The path was added more than two decades ago as part of the levee-raising project.

It was designed primarily for vehicles to access the levee for maintenance and Susquehanna River flood monitoring without causing ruts and other damage. Bikers, joggers and walkers instantly gravitated to the path for recreation.

“It’s become a huge recreational component for the Wyoming Valley. That’s undeniable, and we want to do periodic maintenance and improvements,” Authority Executive Director Christopher Belleman said Monday.

However, the fee paid by levee-protected property owners must be used solely for flood-control expenses maintaining, repairing and operating the 16-mile system, which includes 13 pump stations, more than 120 underground wells and other components, he said.

Aware that the benches, landscaping, trash receptacles and kiosks need attention, the authority came up with the idea to seek both grants and public donations, he said.

“Some of the kiosks you can’t even read anymore. Everything is starting to show wear and tear,” Belleman said.

Donations will be kept in a segregated account, with receipts and expenditures tracked through bank statements and a part-time authority accountant, he said.

The authority website will accept donations in any amount but highlights a supporting level of $2, a bronze level of $10, a silver level of $100, a gold level of $1,000 and a platinum level of $10,000.

Donors who contribute less than $2,500 will receive recognition on the authority website and in its bi-annual newsletter, it said. Those donating $2,500 or more will receive advertising rights for a year at one planting station, it said.

An accompanying pitch says the levee trail is among the favorite places in the county to “spend warm summer days.”

“But in recent years, it seems to have lost its magic. Help it flourish again by donating to the Wyoming Valley Levee Trail Recreation Beautification Project.”

New building

In another update, the flood authority closed last week on its purchase of the former state police training facility on Wyoming Avenue in Forty Fort for $565,000 to house its offices, Belleman said.

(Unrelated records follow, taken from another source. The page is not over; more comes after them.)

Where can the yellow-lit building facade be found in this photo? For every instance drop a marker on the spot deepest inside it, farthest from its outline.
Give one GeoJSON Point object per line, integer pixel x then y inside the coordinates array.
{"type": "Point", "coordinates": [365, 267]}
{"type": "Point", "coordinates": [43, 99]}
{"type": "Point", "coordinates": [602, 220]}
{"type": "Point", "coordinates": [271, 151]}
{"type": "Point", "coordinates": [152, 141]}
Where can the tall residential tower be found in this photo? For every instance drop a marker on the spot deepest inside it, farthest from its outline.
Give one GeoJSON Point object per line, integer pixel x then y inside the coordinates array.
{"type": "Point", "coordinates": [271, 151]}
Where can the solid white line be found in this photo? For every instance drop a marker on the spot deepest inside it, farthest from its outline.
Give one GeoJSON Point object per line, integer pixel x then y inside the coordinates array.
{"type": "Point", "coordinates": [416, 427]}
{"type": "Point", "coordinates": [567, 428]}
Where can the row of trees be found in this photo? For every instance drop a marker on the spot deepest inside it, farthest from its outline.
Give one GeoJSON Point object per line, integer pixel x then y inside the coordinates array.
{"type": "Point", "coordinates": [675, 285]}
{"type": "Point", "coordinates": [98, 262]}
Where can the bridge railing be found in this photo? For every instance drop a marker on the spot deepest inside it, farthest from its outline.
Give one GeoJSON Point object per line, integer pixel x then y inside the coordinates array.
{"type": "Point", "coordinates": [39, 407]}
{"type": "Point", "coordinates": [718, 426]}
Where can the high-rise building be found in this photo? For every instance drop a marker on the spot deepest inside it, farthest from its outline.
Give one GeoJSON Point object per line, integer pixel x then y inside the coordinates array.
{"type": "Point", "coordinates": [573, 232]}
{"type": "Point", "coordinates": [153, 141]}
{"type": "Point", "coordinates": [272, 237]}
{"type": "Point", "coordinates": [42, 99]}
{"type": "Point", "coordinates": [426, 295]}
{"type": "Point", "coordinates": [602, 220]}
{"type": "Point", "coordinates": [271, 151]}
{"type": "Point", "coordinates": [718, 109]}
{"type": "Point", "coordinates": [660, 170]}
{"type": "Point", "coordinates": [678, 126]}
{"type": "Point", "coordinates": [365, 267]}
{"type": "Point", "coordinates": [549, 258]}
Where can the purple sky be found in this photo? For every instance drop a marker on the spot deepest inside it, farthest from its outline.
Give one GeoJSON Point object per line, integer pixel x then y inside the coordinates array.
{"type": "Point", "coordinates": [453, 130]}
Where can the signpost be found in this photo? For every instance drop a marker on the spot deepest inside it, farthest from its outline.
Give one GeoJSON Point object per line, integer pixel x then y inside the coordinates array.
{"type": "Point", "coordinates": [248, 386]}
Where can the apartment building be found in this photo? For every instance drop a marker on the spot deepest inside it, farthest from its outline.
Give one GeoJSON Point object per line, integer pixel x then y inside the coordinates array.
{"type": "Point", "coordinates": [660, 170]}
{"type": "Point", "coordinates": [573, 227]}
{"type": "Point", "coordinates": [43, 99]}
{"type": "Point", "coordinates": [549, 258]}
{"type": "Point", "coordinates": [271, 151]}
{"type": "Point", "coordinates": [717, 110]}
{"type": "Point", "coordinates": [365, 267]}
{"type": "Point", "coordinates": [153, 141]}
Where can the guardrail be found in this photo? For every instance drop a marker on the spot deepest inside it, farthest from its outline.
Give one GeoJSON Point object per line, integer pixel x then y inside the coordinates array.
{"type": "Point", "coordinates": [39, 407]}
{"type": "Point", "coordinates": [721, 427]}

Mortgage payments for the Forty Fort building will be lower than the authority’s current $44,690 annual expense to rent 3,032 square feet of office space on Laird Street in Plains Township from Ja-Va Inc, he said.

Located by the Wyoming Valley Airport, the 7,100-square-foot Forty Fort building also is adjacent to the authority’s levee maintenance shed, Belleman said.

Approximately 2,000 square feet in the Forty Fort property would not be needed by the authority and could be rented out to increase savings, he said.

The $565,000 purchase price was based on the authority’s appraisal and accepted by property owner Cecily P. Sesler, of Erie, the authority has said.

Belleman said he is optimistic the authority will occupy the new space by mid-2022 after painting, new carpeting and other minor modifications are completed.